Their conclusion is this:

“Put bluntly, wind turbines onshore and offshore still cost too much and wear out far too quickly to offer the developing world a realistic alternative to coal.”

And these guys are Green renewable energy nuts!

The good news for Australia is that this highly subsidised and ineffective form of Green inspired visual pollution will be non-existent within ten years.

The report [available here] found that by 10 years of age, the output of an average wind turbine will have declined by a third … and by 12 years of age it will be uneconomic to recondition the moving parts.

The bad news for Australia, if they intend to persist with this windmill madness, is that they will all reach their maximum life span at the same time!

Bloody thousands and thousands of these hideous, noisy monstrosities will all need to be replaced at once, and guess what? Investors will have headed for the hills because all those delicious subsidies will have disappeared like Christine Milne and it will cost governments (again you and me) a motza to dismantle and dump the things in the ocean as fish reefs.

They will become worthless bits of metal and plastic no other industry can possibly use. The government of the day will no doubt keep one turbine in a museum somewhere as an artifact so schoolchildren can be shown just how stupid the Greens really are.

South Australia, which has the highest cost of electricity in the nation and the most wind turbines per capita, has saved 4% of their rated capacity in fossil fuels at a cost of $1,484 per ton.

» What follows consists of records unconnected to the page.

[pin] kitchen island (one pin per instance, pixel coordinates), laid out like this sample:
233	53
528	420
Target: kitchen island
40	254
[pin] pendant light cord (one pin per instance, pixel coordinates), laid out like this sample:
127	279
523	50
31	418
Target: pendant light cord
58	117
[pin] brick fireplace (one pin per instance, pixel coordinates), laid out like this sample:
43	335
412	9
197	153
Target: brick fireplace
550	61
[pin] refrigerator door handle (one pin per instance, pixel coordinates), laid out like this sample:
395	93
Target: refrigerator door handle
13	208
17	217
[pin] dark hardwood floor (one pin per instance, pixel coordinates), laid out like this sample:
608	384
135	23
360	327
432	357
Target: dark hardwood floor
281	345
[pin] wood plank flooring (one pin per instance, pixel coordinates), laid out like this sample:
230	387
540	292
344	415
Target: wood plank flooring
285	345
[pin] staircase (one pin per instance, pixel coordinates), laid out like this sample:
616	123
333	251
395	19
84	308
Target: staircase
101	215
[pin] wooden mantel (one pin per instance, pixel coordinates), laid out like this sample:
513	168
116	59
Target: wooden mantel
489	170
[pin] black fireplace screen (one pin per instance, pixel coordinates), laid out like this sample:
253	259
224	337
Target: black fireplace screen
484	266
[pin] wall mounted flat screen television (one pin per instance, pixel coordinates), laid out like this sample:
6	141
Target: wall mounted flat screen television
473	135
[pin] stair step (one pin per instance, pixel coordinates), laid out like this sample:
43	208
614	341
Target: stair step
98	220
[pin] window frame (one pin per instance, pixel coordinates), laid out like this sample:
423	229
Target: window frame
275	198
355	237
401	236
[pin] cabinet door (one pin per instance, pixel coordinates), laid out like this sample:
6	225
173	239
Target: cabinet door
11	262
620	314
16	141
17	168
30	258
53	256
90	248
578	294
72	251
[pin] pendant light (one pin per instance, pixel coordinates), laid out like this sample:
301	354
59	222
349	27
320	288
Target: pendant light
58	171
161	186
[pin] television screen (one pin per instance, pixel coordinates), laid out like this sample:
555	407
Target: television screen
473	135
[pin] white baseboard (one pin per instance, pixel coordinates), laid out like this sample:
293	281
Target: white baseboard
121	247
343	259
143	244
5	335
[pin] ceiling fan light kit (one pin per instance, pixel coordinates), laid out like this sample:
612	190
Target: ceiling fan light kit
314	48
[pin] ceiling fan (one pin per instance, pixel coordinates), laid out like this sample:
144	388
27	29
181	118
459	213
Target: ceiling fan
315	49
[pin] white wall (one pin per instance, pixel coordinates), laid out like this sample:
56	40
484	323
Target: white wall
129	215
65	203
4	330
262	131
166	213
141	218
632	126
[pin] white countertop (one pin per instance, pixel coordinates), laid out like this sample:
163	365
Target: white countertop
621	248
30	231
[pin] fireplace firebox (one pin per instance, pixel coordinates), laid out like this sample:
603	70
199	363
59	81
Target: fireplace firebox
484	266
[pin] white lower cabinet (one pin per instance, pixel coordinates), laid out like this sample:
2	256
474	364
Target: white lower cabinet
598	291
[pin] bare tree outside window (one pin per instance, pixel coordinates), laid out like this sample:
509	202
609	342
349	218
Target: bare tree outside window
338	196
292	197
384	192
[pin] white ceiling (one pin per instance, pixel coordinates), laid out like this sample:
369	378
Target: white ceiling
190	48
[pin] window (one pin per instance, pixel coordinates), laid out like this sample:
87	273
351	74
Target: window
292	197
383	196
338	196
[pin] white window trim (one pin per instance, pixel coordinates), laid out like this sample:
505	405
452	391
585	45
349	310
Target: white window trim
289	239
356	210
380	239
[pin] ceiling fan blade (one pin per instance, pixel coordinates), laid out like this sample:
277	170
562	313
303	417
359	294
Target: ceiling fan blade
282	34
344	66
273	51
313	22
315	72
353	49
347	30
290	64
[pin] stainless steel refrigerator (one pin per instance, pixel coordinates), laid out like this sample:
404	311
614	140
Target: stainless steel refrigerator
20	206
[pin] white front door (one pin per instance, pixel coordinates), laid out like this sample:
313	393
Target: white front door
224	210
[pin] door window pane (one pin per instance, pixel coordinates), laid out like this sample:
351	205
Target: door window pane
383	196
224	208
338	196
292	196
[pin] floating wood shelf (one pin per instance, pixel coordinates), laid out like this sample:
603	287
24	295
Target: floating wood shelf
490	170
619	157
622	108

That’s roughly $1,474 per ton more expensive than Europe’s current carbon credit price.

The cost of these commercial white elephants, that must eventually be destroyed, is between a highly subsidised $350,000 and $1.3 million each…and the temperature of the globe hasn’t shifted one thousandth of a degree.

Stand underneath a wind turbine that is typically 120 metres tall and try to imagine how our beautiful countryside once looked.

But that’s a visual and noise pollution that will never disadvantage the Greens, oh no, they’ll be happily sipping their lattes in leafy green inner suburbs.

Only two forms of energy can replace the Greens’ hated coal, and neither is wind or solar.

The only freely available clean forms of energy are hydro and nuclear but the Greens refuse to allow dams to be built while frogs need protecting and uranium evokes Green paranoia. Funny eh?